Applying research methods to topics of broad interest has brought Buccafusco notice outside academia. A 2014 article he cowrote for Slate on the economics of reclining seats on airplanes received widespread media coverage and is still referenced when the perennial hot-button topic comes up. He co-authored a commentary for Billboard magazine arguing that unlike previous forms of “payola” — paying radio programmers to play songs without disclosing the payment — allowing artists to give up royalties to get their songs on Spotify playlists benefits consumers by providing them with more musical variety. Buccafusco and co-author Kristelia Garcia expand on the topic in “Pay-to-Playlist: The Commerce of Music Streaming,” forthcoming in UC Irvine Law Review, analyzing the history of payola and its application to modern-day digital music streaming platforms to argue that regulators should adopt a hands-off approach.
“Chris Buccafusco is one of the most exciting thinkers in our field,” says Clinical Professor Jennifer Jenkins ’97, who directs the Center for the Study of the Public Domain. “I have followed his work for years — particularly his empirical work challenging commonplace assumptions about creator and consumer behavior, and about the public domain. I’m ecstatic that he will be bringing his energy and talent to our community.”

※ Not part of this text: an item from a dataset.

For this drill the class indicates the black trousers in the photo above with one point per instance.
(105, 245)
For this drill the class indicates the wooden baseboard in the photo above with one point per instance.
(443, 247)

Buccafusco notes that relocating to North Carolina has several advantages: more room for his wine collection, Durham Bulls games, and proximity to Atlanta, where he has close family and a favorite baseball team. He also is looking forward to making connections across disciplines at a world-class university and being part of a law faculty he calls “brilliant, collegial, thoughtful, creative, and collaborative” in many ways.
“It’s exciting to feel like I’m joining a community where people take their scholarship and their studies really seriously, but are also respectful and friendly,” he says. “I’m looking forward to being a part of that and getting to play with ideas with a new group of students and colleagues.”